Política
Jornalismo desejoso: entre o fato e o afeto

Em tempos de polarização, redes sociais aceleradas e bolhas digitais, um conceito ganha novo fôlego nas discussões sobre comunicação: o chamado jornalismo desejoso.
Embora pouco mencionado nos debates contemporâneos, o termo se refere a uma prática jornalística que ultrapassa a simples exposição dos fatos.
Nesse modelo, a notícia é conduzida por uma intencionalidade emocional ou ideológica — expressando, ainda que sutilmente, os anseios do jornalista, do veículo ou até mesmo do público que consome a informação.
Diferente do jornalismo opinativo, que se posiciona de forma clara e assumida, o jornalismo desejoso opera de forma mais velada.

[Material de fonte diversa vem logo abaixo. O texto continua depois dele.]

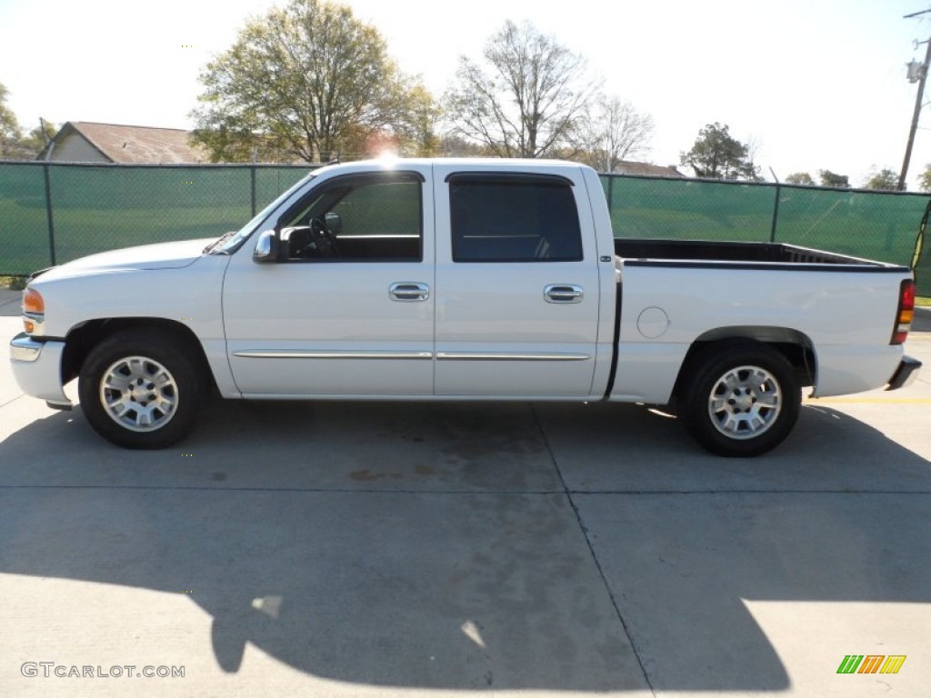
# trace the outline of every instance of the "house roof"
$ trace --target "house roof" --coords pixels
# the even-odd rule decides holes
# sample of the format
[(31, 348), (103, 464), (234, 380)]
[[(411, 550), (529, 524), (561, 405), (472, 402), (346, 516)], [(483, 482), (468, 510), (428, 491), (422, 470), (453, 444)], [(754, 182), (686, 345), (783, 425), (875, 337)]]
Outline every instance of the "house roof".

Ele torce por um desfecho, molda a narrativa para sugerir um caminho, e por vezes antecipa realidades ainda não concretizadas.
Expressões como “Fulano desponta como favorito”, “Cenário aponta para virada” ou “O clima é de vitória” vão além da análise: revelam desejos editoriais mascarados de constatações.
Para estudiosos como Eugênio Bucci, essa prática representa uma ameaça à imparcialidade e à credibilidade da imprensa. “O jornalista deve estar atento aos fatos, não aos seus afetos”, alerta.
Em contrapartida, há quem defenda uma comunicação mais engajada, capaz de expressar esperança, indignação e até sonho — desde que deixe claro ao leitor quando está narrando o que é e quando está projetando o que gostaria que fosse.
Com a proximidade das eleições estaduais e federais, marcadas por disputas acirradas, o jornalismo desejoso ressurge de forma ainda mais evidente nos noticiários e portais de opinião.
No fim das contas, a responsabilidade é compartilhada: cabe a quem escreve manter o compromisso com a ética jornalística, mas também ao leitor desenvolver um olhar crítico para reconhecer quando a notícia informa — e quando ela apenas deseja.